The House of Representatives was given the constitutional responsibility of being where all spending bills must originate. The Founders wanted the body closest to the people, who faced election every two years, to hold the purse strings of government. The same House was proportionally elected whereby each Member represented approximately the same number of people, with every state guaranteed at least one House Member.
Until 1913, Senators were appointed by their respective state legislatures, two to a state in staggered six-year terms. This insulation from the voters was designed to create the ultimate insiders club, to serve as an offset to the constant political demands in the House.
The Senate was also set up to defend parochial state interests as individual senators’ power was directly tied to the desires of the politicians in their home states. Additionally, one of the great constitutional compromises was to protect the small states’ interests from being overrun by the large ones by offsetting the proportional representation in the House by giving each state equal representation in the Senate.
Just as the House has primary responsibility on money and tax issues, the Senate has sole responsibility in serving as a check on the Executive Branch through the ratification of treaties and the confirmation of political appointments among other powers.
American history is replete with examples of massive, almost heroic long-time congressional battles that somehow lose their passion in the stale retelling in school books.
Tensions leading up to the American Civil War were so high, that in 1856, a member of the South Carolina delegation to the House of Representatives physically beat a Massachusetts senator rendering him unconscious in the wake of a particularly blistering speech attacking aspects of the Kansas-Nebraska Act of 1854.
A few years earlier, House Speaker Henry Clay gained the moniker, the Great Compromiser, due to his fashioning of a congressional deal between diametrically opposed members of Congress that brought America back from the brink of the inevitable war that was fought out a decade later in places like Gettysburg, Chancellorsville and Vicksburg.

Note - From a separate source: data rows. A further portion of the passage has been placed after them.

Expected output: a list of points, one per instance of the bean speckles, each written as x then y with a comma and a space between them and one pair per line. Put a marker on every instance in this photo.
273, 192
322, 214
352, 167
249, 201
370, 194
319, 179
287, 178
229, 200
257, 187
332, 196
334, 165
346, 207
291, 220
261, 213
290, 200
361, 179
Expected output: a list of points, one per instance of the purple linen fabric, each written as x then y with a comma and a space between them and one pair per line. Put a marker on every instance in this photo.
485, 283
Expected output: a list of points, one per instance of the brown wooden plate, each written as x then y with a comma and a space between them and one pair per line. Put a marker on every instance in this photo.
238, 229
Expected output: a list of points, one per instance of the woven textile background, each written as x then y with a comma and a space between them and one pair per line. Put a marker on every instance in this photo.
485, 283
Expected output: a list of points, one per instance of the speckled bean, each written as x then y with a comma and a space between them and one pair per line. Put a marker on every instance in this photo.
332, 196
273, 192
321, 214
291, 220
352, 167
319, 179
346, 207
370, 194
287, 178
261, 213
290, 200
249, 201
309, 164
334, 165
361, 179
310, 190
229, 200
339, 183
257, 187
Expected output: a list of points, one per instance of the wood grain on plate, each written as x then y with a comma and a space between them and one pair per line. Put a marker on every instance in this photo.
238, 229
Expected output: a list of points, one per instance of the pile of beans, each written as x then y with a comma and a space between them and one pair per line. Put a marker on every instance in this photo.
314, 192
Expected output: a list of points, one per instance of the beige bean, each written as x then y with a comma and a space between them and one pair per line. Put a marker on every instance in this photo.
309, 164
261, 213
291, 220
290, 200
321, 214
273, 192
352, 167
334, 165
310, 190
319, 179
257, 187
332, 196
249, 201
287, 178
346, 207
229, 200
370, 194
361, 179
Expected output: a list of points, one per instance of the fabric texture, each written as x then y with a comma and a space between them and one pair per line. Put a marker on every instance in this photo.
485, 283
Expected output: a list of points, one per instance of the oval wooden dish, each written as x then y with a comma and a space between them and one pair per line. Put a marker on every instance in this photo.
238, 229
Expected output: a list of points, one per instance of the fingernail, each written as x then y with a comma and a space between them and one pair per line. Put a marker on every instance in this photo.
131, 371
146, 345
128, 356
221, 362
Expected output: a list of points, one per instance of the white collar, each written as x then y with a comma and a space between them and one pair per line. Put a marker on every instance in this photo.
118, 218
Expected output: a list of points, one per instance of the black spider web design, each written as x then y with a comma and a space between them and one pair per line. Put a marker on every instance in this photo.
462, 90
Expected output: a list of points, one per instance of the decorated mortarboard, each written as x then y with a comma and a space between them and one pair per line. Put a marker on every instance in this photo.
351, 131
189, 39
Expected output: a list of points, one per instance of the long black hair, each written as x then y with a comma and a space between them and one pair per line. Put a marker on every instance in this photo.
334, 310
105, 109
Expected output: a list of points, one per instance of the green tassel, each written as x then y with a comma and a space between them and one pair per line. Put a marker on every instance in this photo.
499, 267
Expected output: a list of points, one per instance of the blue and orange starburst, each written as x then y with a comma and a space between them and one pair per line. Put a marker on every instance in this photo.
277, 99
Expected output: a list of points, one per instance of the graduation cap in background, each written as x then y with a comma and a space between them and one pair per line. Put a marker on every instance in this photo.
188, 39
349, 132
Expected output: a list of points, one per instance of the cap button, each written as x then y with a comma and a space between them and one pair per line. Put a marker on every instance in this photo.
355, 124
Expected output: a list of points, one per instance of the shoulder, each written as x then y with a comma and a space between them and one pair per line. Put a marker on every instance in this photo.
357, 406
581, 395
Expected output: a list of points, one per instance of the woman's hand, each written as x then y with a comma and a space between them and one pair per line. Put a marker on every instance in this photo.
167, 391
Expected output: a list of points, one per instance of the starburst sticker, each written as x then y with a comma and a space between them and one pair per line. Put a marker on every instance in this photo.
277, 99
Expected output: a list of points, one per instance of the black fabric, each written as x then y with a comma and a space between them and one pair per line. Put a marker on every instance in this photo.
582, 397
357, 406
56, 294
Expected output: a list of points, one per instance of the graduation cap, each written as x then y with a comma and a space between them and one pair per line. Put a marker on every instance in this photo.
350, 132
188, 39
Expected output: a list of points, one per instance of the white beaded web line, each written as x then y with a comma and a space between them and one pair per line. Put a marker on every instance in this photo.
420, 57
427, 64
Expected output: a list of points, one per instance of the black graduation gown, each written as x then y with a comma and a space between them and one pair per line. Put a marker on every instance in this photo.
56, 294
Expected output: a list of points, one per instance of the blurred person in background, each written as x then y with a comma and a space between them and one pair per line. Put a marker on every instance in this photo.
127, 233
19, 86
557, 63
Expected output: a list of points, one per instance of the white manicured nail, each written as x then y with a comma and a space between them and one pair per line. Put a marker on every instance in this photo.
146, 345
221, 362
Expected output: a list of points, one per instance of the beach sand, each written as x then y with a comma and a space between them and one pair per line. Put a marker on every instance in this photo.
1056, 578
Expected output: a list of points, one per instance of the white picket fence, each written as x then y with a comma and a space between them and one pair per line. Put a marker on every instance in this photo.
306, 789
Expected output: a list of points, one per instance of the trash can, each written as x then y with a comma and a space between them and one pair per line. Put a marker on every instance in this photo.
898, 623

Over the course of time, Congress has been divided over issues like whether the paper currency created to fund the Civil War should be maintained or if the country should return to strictly using gold and silver for its money, how to reintegrate the southern states into the union after the war, whether to enter what is now known as World War I, and many others.
Since the 1970s, there have been seventeen other government shutdowns due to disputes that caused parts of the government to not be funded on time. And some of these were over what, looking back, were petty issues.
There are those who speak about the good ole days when President Reagan and House Speaker Tip O’Neil had such a good relationship back in the 1980s. They forget that Tip O’Neil shut down the government on twelve different occasions using the power of the purse. O’Neil even went so far as to shut it down because he did not like that the Fairness Doctrine had been allowed to expire.
In fact, the abnormality of the past forty years is that the government has not faced a shutdown since 1995.
Our nation’s history is shaped by the great battles that have taken place not just by soldiers on foreign and domestic fields, but in the halls of Congress. The very soul of our nation’s future is determined through these arguments, which oftentimes get ugly. They are not for the faint of heart, but they are worth fighting.
Finding a solution when both sides know that the decision creates a tipping point from which there is no return is not possible until one side determines that the battle is no longer worth waging — telling itself that they will return to it again one day, a day that never comes.
Democrats view Obamacare as the culmination of a fifty year fight to have government take over the nation’s health care system. A fight that has incrementally changed the way Americans receive health care with a quantum shift — pushed over the edge without the aid of a single Republican vote.
Republicans view Obamacare as the final destruction of the private health care system that will inevitably lead to socialized medicine. A system that is intended to drive doctors out of private practice and into big corporate health entities, where government decides who gets what health care and at what cost, and ultimately the people suffer due to doctor shortages and substandard service.
But at its core, Republicans in Congress believe that government has no business being in the health care business and Democrats desperately want government to control and run it.
Those irreconcilable differences should lead to great debates, shutdowns and a real national discussion over the direction our nation is taking.
Is our national system of government broken? No, it is working exactly as it should.